I need to filter rows in a pandas
dataframe so that a specific string column contains at least one of a list of provided substrings. The substrings may have unusual / regex characters. The comparison should not involve regex and is case insensitive.
For example:
lst = ['kdSj;af-!?', 'aBC+dsfa?\-', 'sdKaJg|dksaf-*']
I currently apply the mask like this:
mask = np.logical_or.reduce([df[col].str.contains(i, regex=False, case=False) for i in lst])
df = df[mask]
My dataframe is large (~1mio rows) and lst
has length 100. Is there a more efficient way? For example, if the first item in lst
is found, we should not have to test any subsequent strings for that row.
If you're sticking to using pure-pandas, for both performance and practicality I think you should use regex for this task. However, you will need to properly escape any special characters in the substrings first to ensure that they are matched literally (and not used as regex meta characters).
This is easy to do using re.escape
:
>>> import re
>>> esc_lst = [re.escape(s) for s in lst]

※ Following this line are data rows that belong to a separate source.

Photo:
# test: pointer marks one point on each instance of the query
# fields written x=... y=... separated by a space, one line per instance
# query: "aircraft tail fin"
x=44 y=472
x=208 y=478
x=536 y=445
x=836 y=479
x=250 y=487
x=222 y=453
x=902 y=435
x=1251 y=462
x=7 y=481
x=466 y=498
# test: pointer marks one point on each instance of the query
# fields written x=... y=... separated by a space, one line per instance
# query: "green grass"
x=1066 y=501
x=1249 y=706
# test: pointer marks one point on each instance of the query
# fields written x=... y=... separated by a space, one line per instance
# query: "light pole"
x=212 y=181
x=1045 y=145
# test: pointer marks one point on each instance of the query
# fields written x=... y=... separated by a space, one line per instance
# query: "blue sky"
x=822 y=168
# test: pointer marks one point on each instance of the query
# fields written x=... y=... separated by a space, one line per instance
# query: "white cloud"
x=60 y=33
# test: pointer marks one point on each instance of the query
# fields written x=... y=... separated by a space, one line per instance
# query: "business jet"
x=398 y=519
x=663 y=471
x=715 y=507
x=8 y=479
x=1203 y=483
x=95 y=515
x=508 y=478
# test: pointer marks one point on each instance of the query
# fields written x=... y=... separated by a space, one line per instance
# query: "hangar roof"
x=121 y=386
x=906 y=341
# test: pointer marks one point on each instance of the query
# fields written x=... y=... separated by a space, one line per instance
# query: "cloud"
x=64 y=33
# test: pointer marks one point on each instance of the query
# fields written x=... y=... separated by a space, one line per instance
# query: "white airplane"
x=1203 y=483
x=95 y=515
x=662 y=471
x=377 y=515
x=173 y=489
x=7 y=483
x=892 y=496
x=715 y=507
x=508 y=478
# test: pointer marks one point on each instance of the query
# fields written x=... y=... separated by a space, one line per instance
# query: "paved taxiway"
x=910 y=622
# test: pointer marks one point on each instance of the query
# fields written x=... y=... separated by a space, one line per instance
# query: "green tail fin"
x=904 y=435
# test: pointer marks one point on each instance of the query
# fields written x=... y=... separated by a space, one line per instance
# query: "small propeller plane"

These escaped substrings can then be joined using a regex pipe |
. Each of the substrings can be checked against a string until one matches (or they have all been tested).
>>> pattern = '|'.join(esc_lst)
The masking stage then becomes a single low-level loop through the rows:
df[col].str.contains(pattern, case=False)
Here's a simple setup to get a sense of performance:
from random import randint, seed
seed(321)
# 100 substrings of 5 characters
lst = [''.join([chr(randint(0, 256)) for _ in range(5)]) for _ in range(100)]
# 50000 strings of 20 characters
strings = [''.join([chr(randint(0, 256)) for _ in range(20)]) for _ in range(50000)]
col = pd.Series(strings)
esc_lst = [re.escape(s) for s in lst]
pattern = '|'.join(esc_lst)
The proposed method takes about 1 second (so maybe up to 20 seconds for 1 million rows):
%timeit col.str.contains(pattern, case=False)
1 loop, best of 3: 981 ms per loop
The method in the question took approximately 5 seconds using the same input data.
It's worth noting that these times are 'worst case' in the sense that there were no matches (so all substrings were checked). If there are matches than the timing will improve.